George Eliot had some strong things to say about motive, God, and artificial canals. I know of no God belief that does not include some significant form of afterlife belief, so I think that what Mr. Eliot said is also applicable to the afterlife:
Accessory motives may aid in producing an action, but they presuppose the weakness of the direct motive; and conversely, when the direct motive is strong, the action of accessory motives will be excluded. If then, the glory of God is to be ‘the absorbing and the influential aim’ in our thoughts and actions, this must tend to neutralize the human sympathies; the stream of feeling will be diverted from its natural current in order to feed an artificial canal.
-George Eliot, Evangelical Teaching, 1855
Lets take Mr.

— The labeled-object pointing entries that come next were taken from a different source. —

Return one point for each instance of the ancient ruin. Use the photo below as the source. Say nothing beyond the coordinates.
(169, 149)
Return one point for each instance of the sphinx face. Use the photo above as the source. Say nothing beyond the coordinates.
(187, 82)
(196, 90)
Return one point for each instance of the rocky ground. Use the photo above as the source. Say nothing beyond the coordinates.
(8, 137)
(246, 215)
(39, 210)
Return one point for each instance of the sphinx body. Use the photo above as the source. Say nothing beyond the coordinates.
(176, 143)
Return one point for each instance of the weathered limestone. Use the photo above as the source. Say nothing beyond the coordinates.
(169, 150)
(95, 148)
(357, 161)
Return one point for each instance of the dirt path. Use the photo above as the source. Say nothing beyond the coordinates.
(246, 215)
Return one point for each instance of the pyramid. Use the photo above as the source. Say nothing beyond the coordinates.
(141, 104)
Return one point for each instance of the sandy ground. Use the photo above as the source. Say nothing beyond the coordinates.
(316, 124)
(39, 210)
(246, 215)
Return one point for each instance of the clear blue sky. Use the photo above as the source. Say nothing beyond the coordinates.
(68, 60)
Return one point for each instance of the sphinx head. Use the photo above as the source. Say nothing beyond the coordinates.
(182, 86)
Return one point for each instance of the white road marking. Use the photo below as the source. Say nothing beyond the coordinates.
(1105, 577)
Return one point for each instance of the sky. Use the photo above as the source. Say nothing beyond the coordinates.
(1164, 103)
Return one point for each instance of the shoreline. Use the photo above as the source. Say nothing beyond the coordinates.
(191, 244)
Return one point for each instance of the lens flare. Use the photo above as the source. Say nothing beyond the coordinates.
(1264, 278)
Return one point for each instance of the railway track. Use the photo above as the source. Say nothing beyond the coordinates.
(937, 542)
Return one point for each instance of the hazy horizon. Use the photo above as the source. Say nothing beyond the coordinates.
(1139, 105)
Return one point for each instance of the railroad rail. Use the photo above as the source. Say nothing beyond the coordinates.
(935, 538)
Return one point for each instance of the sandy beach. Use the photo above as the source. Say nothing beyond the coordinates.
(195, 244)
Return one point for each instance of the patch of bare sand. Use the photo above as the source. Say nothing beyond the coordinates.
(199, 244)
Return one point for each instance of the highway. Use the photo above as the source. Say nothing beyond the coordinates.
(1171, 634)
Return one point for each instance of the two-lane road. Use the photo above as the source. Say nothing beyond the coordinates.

Eliot's concept and see how we can apply it to the afterlife:
The afterlife concept presupposes that this life is not our first priority. But when this life is our first priority, afterlife belief is discarded. So if the afterlife is to be the primary consideration in this life, it will neutralize our consideration for ourselves and each other in this life.
When this is the only life a person believes in, it becomes much more valuable, because it fills up the #1 priority slot that the afterlife would otherwise fill. It tends to make a person more moral and humane. Without God and afterlife belief, the happiness of you and your fellow man in this life is the primary motive.
Through the month of April, I have shown that the afterlife is unevidenced. I have shown that available evidence indicates that consciousness is purely material, and dependent upon a material brain. I have shown that people want their consciousness to continue to exist, and that they believe in the afterlife as a coping mechanism. I have shown that they start with the conclusion of their coping mechanism (there is an afterlife), and then provide emotional and fallacious reasons to hold that conclusion. And now I have shown that believing only in this life provides for a direct (and superior) primary motive: itself.